With the world economy in trouble and with so many indications the slide will continue for some time more and more people, through no fault of their own, are going to find themselves unemployed and without an income.  Thus it gets more and more important for us to live up to our collective responsibility to ensure everyone has the opportunity for the same standard of living as everyone else.

Some of the ideas in this post are included in the essay “LETS go to market: Dealing with the economic crisis” on this weblog.

The risks of making loans

Crowd funding for unsecured personal loans is interesting in that it spreads the risk and potentially dangerous in that  it may attract investors who ignore the risk factor.  It is also unique in making loans that do not add to the money supply via fractional reserve banking.

An article in this week’s The Economist reports on some American firms that are making crowd sourced loans to individuals usually to consolidate and reduce the cost of credit card borrowing.  This model means borrowers get a cheaper interest rate and depositors get more on their deposits.  This is different from crowd sourced funding for business development although both involve risk.

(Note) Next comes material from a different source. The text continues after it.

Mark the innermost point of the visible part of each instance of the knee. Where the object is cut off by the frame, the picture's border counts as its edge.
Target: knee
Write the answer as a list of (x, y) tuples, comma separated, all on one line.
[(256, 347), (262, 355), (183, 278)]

CCBill_20120401When ever one makes a loan, either directly or though an intermediary (a bank deposit) one is transferring purchasing power to somebody else.  Mostly one hopes to get more purchasing power (interest or dividends) back.  There are three risks in doing this:  a government may decide to give you a haircut, the person may default or you may get caught by inflation.  We can try to protect ourselves from default by purchasing deposit insurance.  I don’t know how to protect ourselves from a haircut or inflation.  Maybe by supporting the Tea Party.  These risks will always be there no matter how bankers try to offload them.

As I understand it the crowd loan companies allow you to put a small amount of money into a number of loans.  Each amount is tied to that loan and your deposit is returned to you if, as and when the borrower repays the loan.  This allows you to spread your risk among a number of borrowers.  This may let lenders think they are reducing their risk but most business and financial models work well when the economy is growing and have problems when growth declines.  There is some probability our economy will continue to decline for some time to come.  Here is the risk statement of one of these companies.

I like that this way of funding loans does not involve fractional reserve banking and thus has a neutral impact on the money supply.

I fear that too many people will see the higher interest rates being paid on deposits and  ignore or not realize the risk involved.  If and when the risk becomes reality, there will be a lot of crying and screaming and possibly a lot of suffering.

It may be that the risk in crowd funding is no greater than with other forms of saving/making loans.  It is just a little more obvious. I still think that given the current economic situation the best investment is a market garden.